Der Oberste Gerichtshof hob mit seiner Entscheidung vom 13.6.1985 (ON 39) die Beschlüsse der Vorinstanzen auf und wies die Rechtssache zur neuerlichen Entscheidung nach Verfahrensergänzung an das Erstgericht zurück. Der Oberste Gerichtshof teilte die Auffassung der Vorinstanzen, daß die subjektiven Voraussetzungen für eine Nachlaßabsonderung gegeben seien. Abweichend von der Rechtsansicht des Rekursgerichtes vertrat er jedoch den Standpunkt, daß eine Nachlaßabsonderung auch für erst künftig fällig werdende Unterhaltsforderungen bewilligt werden könne.

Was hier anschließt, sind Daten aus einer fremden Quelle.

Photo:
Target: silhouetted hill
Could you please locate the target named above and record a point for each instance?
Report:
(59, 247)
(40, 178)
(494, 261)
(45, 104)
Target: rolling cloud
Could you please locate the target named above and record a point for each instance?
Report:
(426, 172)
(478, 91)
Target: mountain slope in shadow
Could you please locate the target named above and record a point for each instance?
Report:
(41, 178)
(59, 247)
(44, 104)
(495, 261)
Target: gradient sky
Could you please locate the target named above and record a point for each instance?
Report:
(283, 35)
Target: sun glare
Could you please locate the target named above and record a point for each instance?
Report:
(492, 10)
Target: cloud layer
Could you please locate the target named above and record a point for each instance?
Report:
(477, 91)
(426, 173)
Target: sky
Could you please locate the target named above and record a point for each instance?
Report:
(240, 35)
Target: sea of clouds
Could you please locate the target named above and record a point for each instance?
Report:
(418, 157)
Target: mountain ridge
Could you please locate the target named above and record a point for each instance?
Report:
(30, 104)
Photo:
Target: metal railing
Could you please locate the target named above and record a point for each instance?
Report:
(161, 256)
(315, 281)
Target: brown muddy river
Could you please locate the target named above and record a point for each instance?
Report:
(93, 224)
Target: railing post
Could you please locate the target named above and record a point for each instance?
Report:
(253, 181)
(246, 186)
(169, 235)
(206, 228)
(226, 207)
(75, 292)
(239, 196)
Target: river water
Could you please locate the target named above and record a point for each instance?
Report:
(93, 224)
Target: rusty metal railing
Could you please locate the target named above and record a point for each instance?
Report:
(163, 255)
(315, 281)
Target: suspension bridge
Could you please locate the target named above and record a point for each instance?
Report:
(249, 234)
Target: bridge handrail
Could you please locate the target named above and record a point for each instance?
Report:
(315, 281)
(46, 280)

Nach dem Zweck der Regelung des § 796 ABGB bildet der reine Nachlaß ein Sondervermögen, auf dem die Unterhaltsschuld laste und das zur Bestreitung auch des künftigen, erst später fällig werdenden Unterhaltes der Unterhaltsberechtigten bestimmt sei. Der Regelungszweck erfordere es, daß dieses Sondervermögen im Rahmen des erbrechtlichen Sicherungsrechtes auch für noch nicht fällige Unterhaltsforderungen reserviert werden könne (vgl. Zemen, Unterhaltsschuld des Erben und Pflichteilsansprüche in JBl. 1984, 346 f; Welser in Rummel ABGB Rdz 12 zu § 812; NZ 1918, 249).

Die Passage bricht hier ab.